- Location in Ellis County
- Coordinates: 38°45′43″N 099°21′56″W﻿ / ﻿38.76194°N 99.36556°W
- Country: United States
- State: Kansas
- County: Ellis

Area
- • Total: 122.60 sq mi (317.54 km^{2})
- • Land: 122.48 sq mi (317.21 km^{2})
- • Water: 0.13 sq mi (0.33 km^{2}) 0.1%
- Elevation: 2,028 ft (618 m)

Population (2000)
- • Total: 579
- • Density: 4.7/sq mi (1.8/km^{2})
- GNIS feature ID: 0475282

= Lookout Township, Kansas =

Lookout Township was a township in Ellis County, Kansas, United States. In the 2010 census, its population was 579.

==Geography==
Lookout Township covered an area of 122.6 sqmi and contained one incorporated settlement, Schoenchen and the unincorporated settlement of Antonino. According to the USGS, it contained one cemetery, Saint Anthony, at Antonino.

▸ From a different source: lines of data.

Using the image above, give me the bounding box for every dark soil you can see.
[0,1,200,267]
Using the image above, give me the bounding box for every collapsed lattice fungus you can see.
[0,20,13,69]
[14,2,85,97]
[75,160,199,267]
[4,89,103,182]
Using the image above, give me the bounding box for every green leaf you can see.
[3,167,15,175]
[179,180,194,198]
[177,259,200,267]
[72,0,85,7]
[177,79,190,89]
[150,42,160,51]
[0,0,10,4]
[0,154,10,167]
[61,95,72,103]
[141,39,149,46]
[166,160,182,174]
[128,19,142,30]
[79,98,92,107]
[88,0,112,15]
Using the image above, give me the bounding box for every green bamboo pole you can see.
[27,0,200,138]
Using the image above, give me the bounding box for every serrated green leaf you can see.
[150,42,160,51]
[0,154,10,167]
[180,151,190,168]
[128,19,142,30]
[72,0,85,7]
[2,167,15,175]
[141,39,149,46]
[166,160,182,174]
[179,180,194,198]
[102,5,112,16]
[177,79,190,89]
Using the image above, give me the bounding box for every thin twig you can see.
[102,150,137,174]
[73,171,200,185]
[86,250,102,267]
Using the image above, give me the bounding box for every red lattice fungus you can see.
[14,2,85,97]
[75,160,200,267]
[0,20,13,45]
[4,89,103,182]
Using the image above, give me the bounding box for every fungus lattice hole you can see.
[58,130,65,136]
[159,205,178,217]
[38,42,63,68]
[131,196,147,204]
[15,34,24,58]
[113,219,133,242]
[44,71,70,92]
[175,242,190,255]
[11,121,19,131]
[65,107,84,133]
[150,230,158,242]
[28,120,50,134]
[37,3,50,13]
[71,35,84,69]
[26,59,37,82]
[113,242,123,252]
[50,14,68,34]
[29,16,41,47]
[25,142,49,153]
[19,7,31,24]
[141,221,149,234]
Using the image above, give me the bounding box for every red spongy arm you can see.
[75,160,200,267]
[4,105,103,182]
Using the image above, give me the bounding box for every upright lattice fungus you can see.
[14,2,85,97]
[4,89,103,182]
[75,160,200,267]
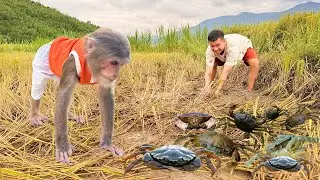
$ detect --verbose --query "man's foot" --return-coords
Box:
[30,114,48,126]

The township was the focus of the 1890s gold rush hoax witnessing the short lived settlements of Smoky Hill City and Chetolah.

== History ==
A post office was opened at Palatine in 1880. The post office relocated across the Smoky Hill River to Chetolah in 1888, but was discontinued in 1897. In 2023, the townships of Ellis County were redrawn. Lookout Township was absorbed by Big Creek Township and became South Big Creek within the township.